Friday, August 20, 2010

Book review: Muriel Spark: the Biography by Martin Stannard

I had a ridiculously long post on this book, and then I hit the wrong key and lost it all. Whenever that happens I take it as a sign that I'm being too long-winded. I understand that Mr. Stannard has written a marvelous book on Evelyn Waugh, and as his biography of Ms. Spark is exceptionally well written, I intend to pick it up. Having said that, I don't this book is well done. Its key flaw is that Mr. Stannard is besotted with Muriel Spark, and his devotion is so marked that it derails the biography. I'm sure that all the facts are in place. Muriel Spark wrote this in 1955 and moved to Italy in this year and got her OBE in that year. Yes, I'm sure all that is very factual. Mr. Stannard is a meticulous writer, but he's not a very honest writer.
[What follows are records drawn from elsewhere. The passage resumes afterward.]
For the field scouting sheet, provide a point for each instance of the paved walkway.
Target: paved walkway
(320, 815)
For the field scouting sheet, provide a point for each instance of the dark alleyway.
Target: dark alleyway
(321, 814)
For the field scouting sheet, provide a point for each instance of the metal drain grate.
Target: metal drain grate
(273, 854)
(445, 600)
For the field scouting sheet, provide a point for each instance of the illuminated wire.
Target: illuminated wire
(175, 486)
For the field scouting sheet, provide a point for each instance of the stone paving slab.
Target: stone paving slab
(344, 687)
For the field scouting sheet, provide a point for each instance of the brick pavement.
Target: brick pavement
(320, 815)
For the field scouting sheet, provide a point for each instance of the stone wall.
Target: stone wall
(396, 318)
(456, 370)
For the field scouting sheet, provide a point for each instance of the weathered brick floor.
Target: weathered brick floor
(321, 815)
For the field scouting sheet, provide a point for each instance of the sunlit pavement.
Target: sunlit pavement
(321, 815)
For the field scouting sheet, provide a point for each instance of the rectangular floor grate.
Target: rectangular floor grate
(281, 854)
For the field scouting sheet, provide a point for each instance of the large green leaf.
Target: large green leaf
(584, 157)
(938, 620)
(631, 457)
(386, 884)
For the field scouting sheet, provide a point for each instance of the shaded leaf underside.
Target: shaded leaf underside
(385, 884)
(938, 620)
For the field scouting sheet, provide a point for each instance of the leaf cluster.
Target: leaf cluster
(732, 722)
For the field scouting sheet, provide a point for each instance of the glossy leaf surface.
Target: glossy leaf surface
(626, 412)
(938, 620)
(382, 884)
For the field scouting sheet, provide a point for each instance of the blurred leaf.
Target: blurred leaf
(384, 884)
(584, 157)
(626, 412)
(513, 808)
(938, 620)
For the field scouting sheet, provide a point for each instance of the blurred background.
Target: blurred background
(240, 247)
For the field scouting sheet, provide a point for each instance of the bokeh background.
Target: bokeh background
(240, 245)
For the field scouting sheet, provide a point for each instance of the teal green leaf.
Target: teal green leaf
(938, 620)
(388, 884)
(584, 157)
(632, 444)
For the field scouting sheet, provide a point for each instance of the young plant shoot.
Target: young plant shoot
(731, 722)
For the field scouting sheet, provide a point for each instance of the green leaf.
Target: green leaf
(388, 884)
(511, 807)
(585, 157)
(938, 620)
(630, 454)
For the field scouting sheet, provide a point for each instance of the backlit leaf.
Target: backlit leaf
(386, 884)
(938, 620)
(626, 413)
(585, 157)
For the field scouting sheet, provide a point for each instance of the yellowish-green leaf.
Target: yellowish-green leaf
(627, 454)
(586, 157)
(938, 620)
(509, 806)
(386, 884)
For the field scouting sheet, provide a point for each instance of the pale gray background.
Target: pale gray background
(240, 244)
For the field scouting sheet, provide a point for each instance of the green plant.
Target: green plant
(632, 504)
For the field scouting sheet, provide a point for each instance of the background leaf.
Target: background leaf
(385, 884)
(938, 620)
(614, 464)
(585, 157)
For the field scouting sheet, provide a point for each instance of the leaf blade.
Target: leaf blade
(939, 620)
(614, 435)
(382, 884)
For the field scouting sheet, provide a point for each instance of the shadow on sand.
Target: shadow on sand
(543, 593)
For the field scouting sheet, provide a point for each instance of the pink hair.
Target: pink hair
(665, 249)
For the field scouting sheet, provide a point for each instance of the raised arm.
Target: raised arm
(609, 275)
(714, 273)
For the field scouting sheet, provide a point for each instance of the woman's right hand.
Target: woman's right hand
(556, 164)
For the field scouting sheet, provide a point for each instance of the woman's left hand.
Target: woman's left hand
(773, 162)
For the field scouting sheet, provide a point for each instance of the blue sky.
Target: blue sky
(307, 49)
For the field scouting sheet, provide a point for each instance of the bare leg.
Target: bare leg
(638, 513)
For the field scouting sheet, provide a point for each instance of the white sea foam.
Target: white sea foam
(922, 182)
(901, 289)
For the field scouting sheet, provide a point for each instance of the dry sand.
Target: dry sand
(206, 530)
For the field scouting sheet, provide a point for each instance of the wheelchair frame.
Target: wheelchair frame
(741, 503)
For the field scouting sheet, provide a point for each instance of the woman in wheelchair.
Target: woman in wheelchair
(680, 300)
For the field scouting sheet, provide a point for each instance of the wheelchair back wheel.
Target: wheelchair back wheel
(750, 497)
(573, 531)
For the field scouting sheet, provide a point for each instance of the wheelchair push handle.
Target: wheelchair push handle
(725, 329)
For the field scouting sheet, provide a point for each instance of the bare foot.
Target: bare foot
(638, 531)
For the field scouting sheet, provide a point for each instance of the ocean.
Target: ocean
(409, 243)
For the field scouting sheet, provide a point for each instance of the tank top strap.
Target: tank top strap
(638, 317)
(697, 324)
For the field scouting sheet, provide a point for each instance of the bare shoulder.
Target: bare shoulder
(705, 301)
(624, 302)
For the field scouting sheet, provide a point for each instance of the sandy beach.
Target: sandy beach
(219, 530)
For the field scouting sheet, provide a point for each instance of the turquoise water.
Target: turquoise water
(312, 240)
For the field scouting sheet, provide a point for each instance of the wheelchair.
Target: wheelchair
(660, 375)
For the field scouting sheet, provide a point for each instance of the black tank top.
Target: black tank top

Analysis of her books is, naturally, a substantial part of this book, and yet he is so enamoured with her that I don't trust what he has to say about them. Why? Because he repeatedly gives her a pass on her inexcusable behavior. No matter how many times you type that Muriel Spark was an artist and in the passion of exacting that art she was allowed to be dictatorial, rude, vicious, and selfish, it doesn't absolve her of being dictatorial, rude, vicious, and selfish. The woman was a frigging monster of selfishness. I have little time for people who use art as an excuse to be a jerk. She had a long history of cutting people out of her life for the most trivial reasons. The friend who happened to stop by while she was out getting her hair done and earned a dressing down worthy of committing high crimes and treason is just one instance where you as the reader are wondering what in the hell is wrong with this woman? As her fame grew, it seems clear that people were merely props in her rapacious climb to success. At one point the only person she hadn't banished from her sight was her agent. Interestingly, at this point, when she had cut out nearly everyone in her life, her writing became more and more obscure and fantastical. Naturally, she was writing for one person: herself. When she began to emerge from her self-imposed exile from the bores of the world, her novels become more generalized and, no surprise, much more autobiographical. In the last three decades of her life she seems to have found tolerable minions. People who when she said jump, they jumped. And they didn't jump otherwise.

Stannard's refusal to call her on this behavior (and I understand they were, at the very least acquaintances and she offered him access to her papers) mars what is an interesting book. Also, I felt he conveniently elided over her conversion. I never understood why she converted and came away feeling that she only did so as a means of separating her from her fellow Brits and her family. Her Catholicism was quite fluid, and without more in depth analysis, it's hard to see it as anything but a response to Dexedrine-inspired psychotic break.

But let's give credit where credit is due. This is a woman from a working-class neighborhood in Scotland who never went on to university, and yet through sheer brilliance and grit more than held her own with the Oxbridge men of letters of her time. I just wished I'd liked her more, and I wish Stannard hadn't been so wimpy.